As aranhas usam a hidráulica para mover seus membros , ao contrário de outros mamíferos que sincronizam os músculos opostos. Eles têm o que é chamado de câmara do prossoma que se contrai, enviando fluido corporal interno para as pernas, fazendo com que elas se estendam. O laboratório de Preston escolheu aranhas-lobo para seu serviço, e testes revelaram que elas eram capazes de levantar mais de 130% de seu próprio peso corporal, e às vezes muito mais.
Eles fizeram com que as garras manipulassem uma placa de circuito, movessem objetos e até levantassem outra aranha. A equipe inseriu uma agulha na câmara do prosoma da aranha e criou uma vedação ao redor da ponta da agulha com uma bola de supercola. Espremer uma pequena quantidade de ar através da seringa foi o suficiente para ativar as pernas da aranha, ativando assim as pernas quase instantaneamente.
Válvulas internas na câmara hidráulica das aranhas permitem que elas controlem cada perna individualmente, e isso também será objeto de pesquisas futuras, disse Preston. “A aranha morta não está controlando essas válvulas”, disse ele. “Eles estão todos abertos. Isso funcionou a nosso favor neste estudo porque nos permitiu controlar todas as pernas ao mesmo tempo.”

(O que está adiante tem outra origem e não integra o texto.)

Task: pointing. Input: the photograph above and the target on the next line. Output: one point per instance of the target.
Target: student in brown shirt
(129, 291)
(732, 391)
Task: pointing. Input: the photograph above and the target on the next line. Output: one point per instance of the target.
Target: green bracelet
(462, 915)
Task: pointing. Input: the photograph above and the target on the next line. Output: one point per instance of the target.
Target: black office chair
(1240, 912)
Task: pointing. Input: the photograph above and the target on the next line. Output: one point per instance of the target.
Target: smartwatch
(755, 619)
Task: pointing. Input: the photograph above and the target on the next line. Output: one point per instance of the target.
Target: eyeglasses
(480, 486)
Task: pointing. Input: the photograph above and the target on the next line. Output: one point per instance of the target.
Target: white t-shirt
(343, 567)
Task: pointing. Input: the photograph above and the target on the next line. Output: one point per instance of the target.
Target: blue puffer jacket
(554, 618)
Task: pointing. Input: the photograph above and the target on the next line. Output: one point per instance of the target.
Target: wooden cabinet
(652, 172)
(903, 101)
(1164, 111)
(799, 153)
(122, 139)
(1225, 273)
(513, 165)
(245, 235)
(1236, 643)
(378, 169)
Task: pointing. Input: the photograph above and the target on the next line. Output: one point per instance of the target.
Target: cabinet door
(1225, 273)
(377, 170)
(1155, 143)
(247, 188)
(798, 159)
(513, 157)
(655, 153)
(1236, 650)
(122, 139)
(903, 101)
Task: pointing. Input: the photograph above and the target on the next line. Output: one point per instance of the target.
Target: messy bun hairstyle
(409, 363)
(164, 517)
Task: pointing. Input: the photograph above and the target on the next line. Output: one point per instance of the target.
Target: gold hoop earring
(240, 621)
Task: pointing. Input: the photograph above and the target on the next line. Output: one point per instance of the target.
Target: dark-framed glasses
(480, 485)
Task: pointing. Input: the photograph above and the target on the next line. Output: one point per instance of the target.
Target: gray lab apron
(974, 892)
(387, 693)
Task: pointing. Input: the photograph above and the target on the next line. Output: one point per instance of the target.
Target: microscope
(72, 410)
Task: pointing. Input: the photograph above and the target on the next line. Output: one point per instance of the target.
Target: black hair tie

Os pesquisadores também observaram que aranhas menores podem carregar cargas mais pesadas em comparação com seu tamanho. Quanto maior a aranha, menor a carga que ela pode carregar em comparação com seu próprio peso corporal. Pesquisas futuras provavelmente envolverão testar esse conceito com aranhas menores que a aranha-lobo, disse Preston.